[英]How can I prevent this from returning a long list of None values?
This script determines which websites out of a possible number of websites has the data that I want. 该脚本确定了可能数量的网站中的哪些网站具有我想要的数据。 z
runs all of the potential websites through data_grabber(item)
, which returns a list of the indexes of all the valid URLs. z
通过data_grabber(item)
运行所有潜在网站,该网站返回所有有效URL的索引列表。 It also includes None
values for the websites that weren't valid. 它还包含无效网站的“ None
值。
import requests
a = range(0, 10)
b = 'http://www.grandexchangecentral.com/include/gecgraphjson.php?jsid=%r'
websites = []
for i in a:
result = b % a[i]
websites.append(result)
def data_grabber(item):
url = item
r = requests.get(url, headers={'Referer': 'www.grandexchangecentral.com'})
data = r.json
if data != None:
return websites.index(item)
z = [data_grabber(x) for x in websites]
z1 = filter(None, z)
This returns [None, None, 2, None, None, None, 6, None, 8, None]
, which z1
shortens to [2, 6, 8]
. 这将返回[None, None, 2, None, None, None, 6, None, 8, None]
,其中z1
缩短为[2, 6, 8]
z1
[2, 6, 8]
。 The only problem with this is that the list of possible websites can get very long, and so it can take a few minutes to generate many None
placeholders in z
. 唯一的问题是,可能的网站列表可能会很长,因此可能要花费几分钟才能在z
生成许多None
占位符。 Would it be possible to make prevent z
from generating None
items? 可以防止z
生成None
项目吗? Thanks in advance for any help. 在此先感谢您的帮助。

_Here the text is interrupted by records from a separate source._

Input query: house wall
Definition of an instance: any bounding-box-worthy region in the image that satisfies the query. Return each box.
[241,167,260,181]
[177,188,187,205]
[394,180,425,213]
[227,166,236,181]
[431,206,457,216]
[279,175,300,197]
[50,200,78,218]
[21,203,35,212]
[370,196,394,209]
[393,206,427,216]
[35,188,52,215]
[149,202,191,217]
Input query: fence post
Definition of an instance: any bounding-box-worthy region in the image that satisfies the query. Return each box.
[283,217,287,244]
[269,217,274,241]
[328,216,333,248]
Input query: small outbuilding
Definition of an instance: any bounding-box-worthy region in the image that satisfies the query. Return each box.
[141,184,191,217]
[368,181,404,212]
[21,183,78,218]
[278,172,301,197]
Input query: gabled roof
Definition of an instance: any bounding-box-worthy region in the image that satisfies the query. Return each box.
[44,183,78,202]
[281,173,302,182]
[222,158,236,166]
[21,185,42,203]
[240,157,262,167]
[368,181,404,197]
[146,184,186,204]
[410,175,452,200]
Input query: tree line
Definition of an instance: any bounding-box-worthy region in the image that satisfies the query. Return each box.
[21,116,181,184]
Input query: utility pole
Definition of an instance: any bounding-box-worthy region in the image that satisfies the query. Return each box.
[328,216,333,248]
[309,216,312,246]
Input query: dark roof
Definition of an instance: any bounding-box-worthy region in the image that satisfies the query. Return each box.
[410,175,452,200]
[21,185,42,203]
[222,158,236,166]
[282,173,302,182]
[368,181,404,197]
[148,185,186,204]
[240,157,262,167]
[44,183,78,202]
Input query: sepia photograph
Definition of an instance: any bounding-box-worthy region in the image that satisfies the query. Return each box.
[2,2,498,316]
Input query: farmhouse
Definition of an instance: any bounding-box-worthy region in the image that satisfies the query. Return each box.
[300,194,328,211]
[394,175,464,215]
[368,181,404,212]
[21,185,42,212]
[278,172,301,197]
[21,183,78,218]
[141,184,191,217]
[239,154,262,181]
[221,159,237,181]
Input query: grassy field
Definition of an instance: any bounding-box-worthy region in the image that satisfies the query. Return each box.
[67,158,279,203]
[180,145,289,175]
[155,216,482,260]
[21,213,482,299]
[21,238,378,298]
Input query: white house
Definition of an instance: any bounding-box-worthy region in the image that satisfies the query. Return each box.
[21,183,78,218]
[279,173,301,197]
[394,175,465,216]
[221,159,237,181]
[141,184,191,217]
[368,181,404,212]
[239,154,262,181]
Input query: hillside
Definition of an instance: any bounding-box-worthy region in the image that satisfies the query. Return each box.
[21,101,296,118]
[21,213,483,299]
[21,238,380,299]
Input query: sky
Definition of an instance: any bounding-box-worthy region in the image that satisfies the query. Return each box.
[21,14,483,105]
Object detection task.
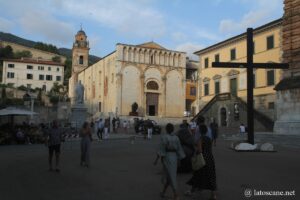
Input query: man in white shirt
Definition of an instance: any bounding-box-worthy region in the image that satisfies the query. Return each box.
[97,119,104,140]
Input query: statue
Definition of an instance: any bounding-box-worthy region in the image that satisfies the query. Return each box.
[75,81,84,104]
[129,102,139,116]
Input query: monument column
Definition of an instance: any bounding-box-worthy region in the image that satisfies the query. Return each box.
[274,0,300,134]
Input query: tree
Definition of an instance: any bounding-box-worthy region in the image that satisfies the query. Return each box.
[52,56,61,63]
[0,45,14,58]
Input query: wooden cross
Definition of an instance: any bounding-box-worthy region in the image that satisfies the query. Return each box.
[212,28,289,144]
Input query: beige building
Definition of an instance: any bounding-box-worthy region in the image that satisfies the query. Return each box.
[2,59,64,91]
[69,30,186,117]
[0,41,66,63]
[195,19,282,120]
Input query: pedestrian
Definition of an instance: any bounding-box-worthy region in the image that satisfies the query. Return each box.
[45,120,63,172]
[190,119,197,136]
[123,120,128,133]
[177,124,194,173]
[112,117,117,133]
[240,123,246,136]
[104,118,109,139]
[158,123,185,200]
[97,119,104,141]
[147,119,153,140]
[194,115,213,142]
[90,119,95,135]
[80,122,93,167]
[185,124,217,199]
[209,118,219,146]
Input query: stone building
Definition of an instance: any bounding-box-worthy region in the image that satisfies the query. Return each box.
[1,58,64,91]
[69,32,186,117]
[69,29,90,103]
[195,19,282,130]
[274,0,300,134]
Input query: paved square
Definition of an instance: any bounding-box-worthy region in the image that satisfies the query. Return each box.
[0,136,300,200]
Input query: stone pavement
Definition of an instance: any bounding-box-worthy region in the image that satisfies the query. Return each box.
[0,134,300,200]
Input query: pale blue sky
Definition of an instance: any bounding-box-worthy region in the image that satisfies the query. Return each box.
[0,0,283,58]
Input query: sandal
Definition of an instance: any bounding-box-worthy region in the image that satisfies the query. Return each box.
[184,190,193,197]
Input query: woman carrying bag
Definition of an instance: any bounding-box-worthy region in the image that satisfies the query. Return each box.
[80,122,93,167]
[185,125,217,200]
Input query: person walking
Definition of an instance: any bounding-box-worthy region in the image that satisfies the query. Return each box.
[158,123,185,200]
[80,122,93,167]
[97,119,104,141]
[45,120,63,172]
[185,124,217,200]
[147,119,153,140]
[194,115,213,142]
[112,117,117,133]
[209,118,219,146]
[104,118,109,139]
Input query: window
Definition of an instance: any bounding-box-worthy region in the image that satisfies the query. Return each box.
[267,35,274,50]
[147,81,158,90]
[268,102,275,110]
[253,72,256,88]
[8,64,15,68]
[215,54,220,62]
[27,65,33,69]
[190,87,196,96]
[204,58,208,68]
[204,83,209,96]
[7,72,15,78]
[39,74,45,81]
[267,70,275,86]
[230,49,236,60]
[79,56,83,65]
[27,74,33,79]
[46,75,52,81]
[215,81,220,95]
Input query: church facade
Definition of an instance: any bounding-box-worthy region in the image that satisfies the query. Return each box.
[69,33,186,117]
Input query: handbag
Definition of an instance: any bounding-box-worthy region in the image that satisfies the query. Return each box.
[192,153,206,171]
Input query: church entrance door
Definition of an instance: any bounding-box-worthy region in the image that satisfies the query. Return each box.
[146,93,159,116]
[230,78,237,96]
[220,107,227,126]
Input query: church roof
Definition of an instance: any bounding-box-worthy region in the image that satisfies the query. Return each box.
[136,41,166,50]
[77,29,86,35]
[274,76,300,91]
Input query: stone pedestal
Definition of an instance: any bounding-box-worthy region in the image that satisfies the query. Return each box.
[70,104,87,128]
[274,0,300,135]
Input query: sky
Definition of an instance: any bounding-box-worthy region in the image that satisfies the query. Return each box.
[0,0,283,59]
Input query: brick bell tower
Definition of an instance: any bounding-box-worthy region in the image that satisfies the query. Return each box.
[69,27,90,103]
[72,28,90,76]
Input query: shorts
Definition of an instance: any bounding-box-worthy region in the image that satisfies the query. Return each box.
[49,144,60,154]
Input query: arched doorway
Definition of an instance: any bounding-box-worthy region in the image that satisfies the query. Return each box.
[220,107,227,126]
[146,81,159,116]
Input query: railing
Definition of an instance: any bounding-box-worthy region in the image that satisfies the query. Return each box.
[193,93,274,130]
[236,97,274,130]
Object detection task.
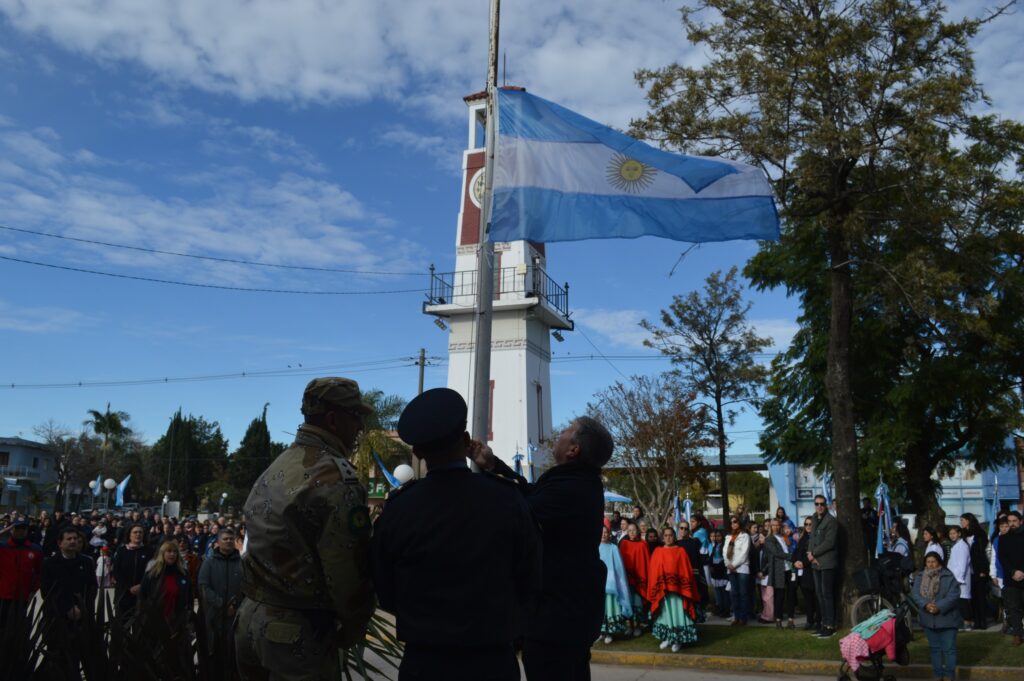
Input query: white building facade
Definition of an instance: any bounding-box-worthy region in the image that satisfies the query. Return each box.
[423,93,572,477]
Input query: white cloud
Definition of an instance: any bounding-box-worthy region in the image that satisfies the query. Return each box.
[0,299,88,334]
[0,0,686,126]
[750,320,800,351]
[0,122,422,290]
[378,125,462,175]
[572,308,650,349]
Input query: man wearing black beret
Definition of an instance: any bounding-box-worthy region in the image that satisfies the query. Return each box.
[472,416,614,681]
[371,388,544,681]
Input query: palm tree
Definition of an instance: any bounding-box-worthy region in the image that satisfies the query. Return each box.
[352,389,409,484]
[82,402,131,466]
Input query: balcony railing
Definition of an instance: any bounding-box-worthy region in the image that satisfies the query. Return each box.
[427,265,569,320]
[0,466,42,480]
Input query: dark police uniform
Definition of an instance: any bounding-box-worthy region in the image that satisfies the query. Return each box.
[371,388,541,681]
[495,450,607,681]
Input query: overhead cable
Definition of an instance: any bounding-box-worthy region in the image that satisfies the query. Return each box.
[0,255,427,296]
[0,224,426,276]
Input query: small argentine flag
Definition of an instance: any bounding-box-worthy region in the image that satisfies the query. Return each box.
[490,88,778,243]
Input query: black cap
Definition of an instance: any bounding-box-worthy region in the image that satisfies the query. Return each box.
[398,388,469,446]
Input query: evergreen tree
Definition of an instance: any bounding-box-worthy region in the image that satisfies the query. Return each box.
[640,267,771,521]
[635,0,1015,597]
[227,405,285,496]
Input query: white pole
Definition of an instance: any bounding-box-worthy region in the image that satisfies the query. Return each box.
[472,0,501,450]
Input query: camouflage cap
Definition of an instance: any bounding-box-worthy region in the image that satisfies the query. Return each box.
[302,376,374,416]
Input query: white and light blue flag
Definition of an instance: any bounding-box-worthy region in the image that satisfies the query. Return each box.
[490,88,779,243]
[371,451,401,488]
[114,473,131,508]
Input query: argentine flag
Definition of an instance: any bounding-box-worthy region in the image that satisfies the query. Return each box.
[490,88,778,243]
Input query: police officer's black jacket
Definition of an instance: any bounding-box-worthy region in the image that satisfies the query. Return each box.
[494,461,607,644]
[371,465,541,647]
[40,551,96,620]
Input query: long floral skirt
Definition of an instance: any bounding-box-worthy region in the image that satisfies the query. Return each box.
[651,593,697,644]
[601,594,633,636]
[630,589,650,627]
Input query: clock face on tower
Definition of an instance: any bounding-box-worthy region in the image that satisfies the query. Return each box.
[469,168,483,208]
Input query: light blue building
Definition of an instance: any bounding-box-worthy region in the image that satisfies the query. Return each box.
[0,437,57,509]
[768,440,1022,524]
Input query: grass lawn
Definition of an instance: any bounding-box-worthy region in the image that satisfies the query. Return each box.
[594,625,1024,668]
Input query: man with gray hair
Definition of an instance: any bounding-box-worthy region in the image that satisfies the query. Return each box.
[199,527,242,679]
[471,416,614,681]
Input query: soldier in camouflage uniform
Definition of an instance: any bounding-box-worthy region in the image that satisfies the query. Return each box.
[234,378,374,681]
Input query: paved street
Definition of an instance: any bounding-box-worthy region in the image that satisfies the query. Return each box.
[589,665,838,681]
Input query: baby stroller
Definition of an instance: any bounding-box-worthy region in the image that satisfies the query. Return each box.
[837,601,910,681]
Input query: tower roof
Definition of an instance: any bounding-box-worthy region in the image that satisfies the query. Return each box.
[462,85,526,104]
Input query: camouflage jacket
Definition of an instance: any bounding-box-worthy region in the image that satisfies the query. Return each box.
[242,424,374,631]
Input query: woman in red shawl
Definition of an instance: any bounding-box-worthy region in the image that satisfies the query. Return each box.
[618,522,650,636]
[647,527,700,652]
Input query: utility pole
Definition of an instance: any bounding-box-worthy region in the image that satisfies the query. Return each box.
[472,0,501,454]
[416,347,427,395]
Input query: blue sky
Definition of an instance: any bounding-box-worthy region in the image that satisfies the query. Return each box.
[0,0,1024,454]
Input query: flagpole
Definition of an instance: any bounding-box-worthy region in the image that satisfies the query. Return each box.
[473,0,501,456]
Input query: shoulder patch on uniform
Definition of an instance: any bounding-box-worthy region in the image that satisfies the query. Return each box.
[483,471,519,486]
[348,506,370,537]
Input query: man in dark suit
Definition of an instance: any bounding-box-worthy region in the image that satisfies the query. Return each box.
[371,388,544,681]
[472,416,614,681]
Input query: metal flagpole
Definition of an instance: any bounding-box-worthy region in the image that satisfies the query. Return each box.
[473,0,501,454]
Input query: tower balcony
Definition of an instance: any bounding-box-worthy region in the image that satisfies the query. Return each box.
[423,264,575,331]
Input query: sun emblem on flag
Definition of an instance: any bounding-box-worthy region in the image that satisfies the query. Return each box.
[607,154,657,194]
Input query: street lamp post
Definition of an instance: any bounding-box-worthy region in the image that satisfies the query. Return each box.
[102,477,118,511]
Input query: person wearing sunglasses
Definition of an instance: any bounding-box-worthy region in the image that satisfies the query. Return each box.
[807,495,839,638]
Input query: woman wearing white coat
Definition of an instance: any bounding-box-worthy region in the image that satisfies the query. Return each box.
[946,525,972,629]
[722,516,751,627]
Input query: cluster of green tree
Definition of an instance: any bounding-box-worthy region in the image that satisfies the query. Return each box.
[587,268,771,525]
[29,390,409,509]
[634,0,1024,602]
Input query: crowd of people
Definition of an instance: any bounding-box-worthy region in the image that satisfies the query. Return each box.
[600,496,1024,659]
[0,503,245,679]
[601,500,838,651]
[0,378,1024,681]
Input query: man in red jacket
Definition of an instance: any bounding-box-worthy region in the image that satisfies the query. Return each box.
[0,518,43,659]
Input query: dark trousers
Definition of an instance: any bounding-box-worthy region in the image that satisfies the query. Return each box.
[959,598,974,622]
[1002,574,1024,636]
[772,572,797,622]
[925,627,956,680]
[971,577,992,629]
[800,584,821,625]
[522,639,590,681]
[812,569,836,629]
[398,643,519,681]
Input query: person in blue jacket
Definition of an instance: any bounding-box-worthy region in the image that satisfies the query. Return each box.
[910,552,964,681]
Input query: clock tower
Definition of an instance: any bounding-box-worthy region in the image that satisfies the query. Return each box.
[423,87,573,479]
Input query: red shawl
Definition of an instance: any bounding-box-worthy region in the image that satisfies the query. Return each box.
[618,539,650,598]
[647,546,700,618]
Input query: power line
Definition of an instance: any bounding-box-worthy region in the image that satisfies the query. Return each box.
[0,224,426,276]
[577,328,629,380]
[0,255,427,296]
[0,356,441,390]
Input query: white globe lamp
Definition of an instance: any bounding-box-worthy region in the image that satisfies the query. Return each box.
[394,464,416,484]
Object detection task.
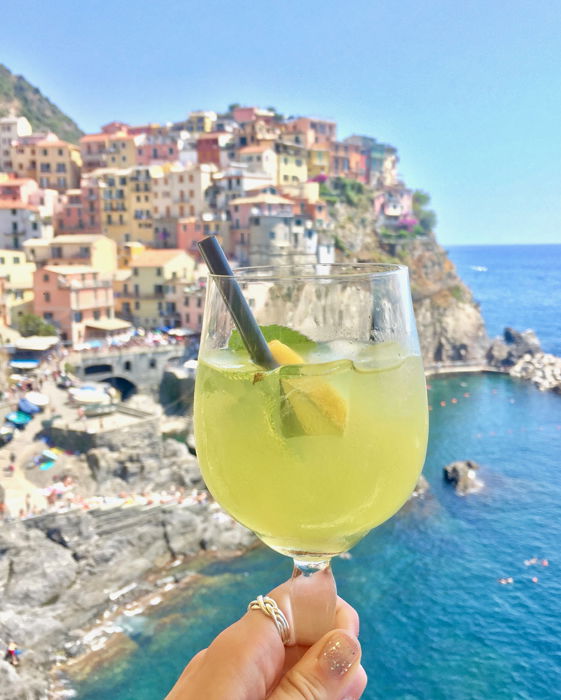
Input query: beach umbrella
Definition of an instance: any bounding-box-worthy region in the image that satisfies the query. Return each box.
[18,398,41,415]
[25,391,49,408]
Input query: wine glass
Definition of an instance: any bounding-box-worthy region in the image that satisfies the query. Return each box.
[195,253,428,643]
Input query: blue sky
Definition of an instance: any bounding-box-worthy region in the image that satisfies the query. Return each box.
[0,0,561,244]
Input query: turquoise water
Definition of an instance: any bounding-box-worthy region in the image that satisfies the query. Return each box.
[75,246,561,700]
[449,245,561,355]
[75,375,561,700]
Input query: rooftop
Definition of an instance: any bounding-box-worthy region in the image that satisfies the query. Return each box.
[130,248,187,267]
[42,265,98,275]
[230,192,292,206]
[86,318,131,331]
[49,233,107,245]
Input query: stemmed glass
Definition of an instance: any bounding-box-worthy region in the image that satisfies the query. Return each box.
[195,241,428,643]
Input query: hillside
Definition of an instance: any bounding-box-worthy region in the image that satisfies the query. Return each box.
[0,64,83,143]
[324,180,489,367]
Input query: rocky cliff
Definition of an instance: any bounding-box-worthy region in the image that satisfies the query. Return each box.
[331,193,489,367]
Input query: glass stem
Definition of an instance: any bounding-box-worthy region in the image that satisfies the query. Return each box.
[290,559,337,646]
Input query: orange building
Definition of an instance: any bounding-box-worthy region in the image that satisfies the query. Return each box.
[12,134,82,192]
[33,265,118,345]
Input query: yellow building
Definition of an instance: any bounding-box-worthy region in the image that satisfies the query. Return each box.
[11,134,82,192]
[106,131,137,168]
[92,165,161,254]
[0,250,35,327]
[307,144,330,177]
[117,248,195,329]
[275,141,308,186]
[185,110,216,134]
[23,233,117,276]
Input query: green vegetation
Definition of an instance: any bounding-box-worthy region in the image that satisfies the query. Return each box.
[0,64,83,143]
[448,284,465,301]
[18,314,58,336]
[319,177,366,207]
[413,190,436,236]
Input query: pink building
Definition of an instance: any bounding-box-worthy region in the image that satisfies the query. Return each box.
[135,135,179,165]
[33,265,116,345]
[177,216,204,260]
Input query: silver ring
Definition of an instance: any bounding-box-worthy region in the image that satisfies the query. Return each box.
[247,595,290,646]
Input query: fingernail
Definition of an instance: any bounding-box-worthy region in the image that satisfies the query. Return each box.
[319,632,360,676]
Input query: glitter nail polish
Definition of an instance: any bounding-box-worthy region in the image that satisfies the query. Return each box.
[320,632,360,676]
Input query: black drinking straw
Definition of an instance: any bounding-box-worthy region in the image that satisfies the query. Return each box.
[197,236,279,369]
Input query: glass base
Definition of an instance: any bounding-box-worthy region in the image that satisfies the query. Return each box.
[289,559,337,646]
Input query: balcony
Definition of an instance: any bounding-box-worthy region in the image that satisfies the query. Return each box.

EDIT: Now I realize that it's actually data_grabber
taking most of the time. 编辑:现在我意识到,实际上大部分时间都是data_grabber
。 Still nice to know this though. 仍然很高兴知道这一点。
I agree with @DSM that it seems unlikely this is costing you too much time. 我同意@DSM,这似乎不太可能花费您太多时间。 But this will avoid that: 但这可以避免:
filter(None, (data_grabber(x) for x in websites))
Using the parentheses instead of brackets will make a generator of data_grabber
results, which filter
will then consume, building up the result list without ever making the intermediate list with None
s in it. 使用括号而不是括号将生成data_grabber
结果的生成器,然后该filter
将使用该filter
,从而建立结果列表,而无需在中间列表中添加None
。
Just a test of your claim about timings: 只是测试一下您对计时的要求:
>>> %timeit filter(None, [None for x in range(100000)])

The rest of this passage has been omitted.